The pork on Capitol Hill turned rancid as the House struck a blow for using the defense budget for defense — and not for jobs — Wednesday afternoon. That’s because it voted 233-198 against $450 million in funding for a second engine for the F-35 warplane.

It’s a switch from last year’s vote and shows that even the Pentagon isn’t immune to tightening federal coffers. What’s more surprising is that last year’s pro-second-engine vote came when the House was under Democratic control. Wednesday’s vote came in the now-GOP-controlled House, suggesting that Republicans — long viewed as being more pro-Pentagon than Democrats — see budget cuts as more vital than dubious military spending. Nonetheless, the move is a blow to House Speaker John Boehner, Republican of Ohio, whose state would garner thousands of jobs from building the engine.

Defense Secretary Robert Gates called the second engine “an unnecessary and extravagant expense, particularly during a period of fiscal contraction.” Ryan Alexander, president of Taxpayers for Common Sense, said the vote should lead the House to “further scrutinize defense, entitlements and tax expenditures.”

The Pentagon has argued for years that it needs only a single manufacturer — in this case, Connecticut-based Pratt & Whitney — to build a power plant for the single-engine warplane. But boosters of General Electric’s competing design (teamed with Rolls-Royce) from GE strongholds in Ohio and Massachusetts have been playing the competition card to develop and fund their alternate engine. GE vowed to continue to fight for the program, which faces tough sledding in the Senate as well as a threatened veto from President Obama if it is included as part of the defense bill.
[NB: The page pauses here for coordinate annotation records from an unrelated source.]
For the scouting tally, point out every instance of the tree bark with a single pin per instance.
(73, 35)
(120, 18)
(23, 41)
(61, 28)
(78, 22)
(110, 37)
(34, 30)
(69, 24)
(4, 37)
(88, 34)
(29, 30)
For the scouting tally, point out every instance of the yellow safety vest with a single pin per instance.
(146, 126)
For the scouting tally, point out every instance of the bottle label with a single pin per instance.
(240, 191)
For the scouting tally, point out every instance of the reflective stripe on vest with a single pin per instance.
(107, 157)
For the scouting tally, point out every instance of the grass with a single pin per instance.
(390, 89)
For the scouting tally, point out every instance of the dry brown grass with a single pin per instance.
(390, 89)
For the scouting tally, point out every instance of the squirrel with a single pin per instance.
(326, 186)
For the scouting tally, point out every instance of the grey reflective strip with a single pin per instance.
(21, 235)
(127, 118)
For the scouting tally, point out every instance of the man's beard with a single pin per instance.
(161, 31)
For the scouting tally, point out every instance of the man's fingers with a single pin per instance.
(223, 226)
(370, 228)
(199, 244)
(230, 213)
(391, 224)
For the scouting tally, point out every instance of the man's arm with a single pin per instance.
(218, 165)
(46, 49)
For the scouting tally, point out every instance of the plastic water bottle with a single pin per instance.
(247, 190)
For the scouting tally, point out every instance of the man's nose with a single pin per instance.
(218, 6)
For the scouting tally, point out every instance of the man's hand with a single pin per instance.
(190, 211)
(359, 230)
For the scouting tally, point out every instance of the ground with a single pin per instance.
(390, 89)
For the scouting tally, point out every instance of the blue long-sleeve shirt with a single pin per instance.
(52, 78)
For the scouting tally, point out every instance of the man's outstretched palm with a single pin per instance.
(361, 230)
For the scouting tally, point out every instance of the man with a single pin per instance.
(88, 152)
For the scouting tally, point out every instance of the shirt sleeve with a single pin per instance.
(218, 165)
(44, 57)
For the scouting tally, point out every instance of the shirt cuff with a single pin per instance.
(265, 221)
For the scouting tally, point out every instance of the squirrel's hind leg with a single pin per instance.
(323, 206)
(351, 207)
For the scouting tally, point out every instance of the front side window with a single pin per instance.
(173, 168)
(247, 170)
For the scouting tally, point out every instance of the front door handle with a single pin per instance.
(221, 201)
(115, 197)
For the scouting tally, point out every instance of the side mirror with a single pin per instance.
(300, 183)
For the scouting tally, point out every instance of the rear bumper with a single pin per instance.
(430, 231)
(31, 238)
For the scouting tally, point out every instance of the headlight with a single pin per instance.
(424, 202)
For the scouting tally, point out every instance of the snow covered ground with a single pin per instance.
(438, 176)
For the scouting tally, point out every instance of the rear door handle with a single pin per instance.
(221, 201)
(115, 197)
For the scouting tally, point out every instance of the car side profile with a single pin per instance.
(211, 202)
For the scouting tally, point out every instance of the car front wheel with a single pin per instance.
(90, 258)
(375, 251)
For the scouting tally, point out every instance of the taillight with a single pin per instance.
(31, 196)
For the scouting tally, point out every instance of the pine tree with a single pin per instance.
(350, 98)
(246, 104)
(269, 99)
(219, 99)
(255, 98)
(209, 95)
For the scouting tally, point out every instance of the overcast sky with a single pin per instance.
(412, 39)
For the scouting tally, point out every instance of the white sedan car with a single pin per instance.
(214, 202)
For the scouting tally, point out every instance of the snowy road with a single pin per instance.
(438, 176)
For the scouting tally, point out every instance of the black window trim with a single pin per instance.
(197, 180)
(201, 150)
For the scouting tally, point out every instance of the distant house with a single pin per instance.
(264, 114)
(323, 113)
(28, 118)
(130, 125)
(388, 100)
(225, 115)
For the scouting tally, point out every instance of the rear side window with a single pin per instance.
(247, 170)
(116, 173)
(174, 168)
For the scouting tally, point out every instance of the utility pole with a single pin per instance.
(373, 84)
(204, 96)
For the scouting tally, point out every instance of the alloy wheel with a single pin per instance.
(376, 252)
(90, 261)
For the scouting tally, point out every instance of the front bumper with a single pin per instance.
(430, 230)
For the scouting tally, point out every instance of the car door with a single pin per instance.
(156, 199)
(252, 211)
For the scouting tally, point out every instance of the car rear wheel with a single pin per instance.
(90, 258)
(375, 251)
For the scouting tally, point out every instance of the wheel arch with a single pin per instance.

Building two engines will keep costs down due to competition, the second-engine backers maintain. It also would ensure the warplanes could keep flying if some flaw turned up in one engine design that forces the fleet with that engine to be grounded. While there is some merit to each notion, Pentagon officials have argued that the cost of developing the second engine — some $3 billion — isn’t worth the added cost.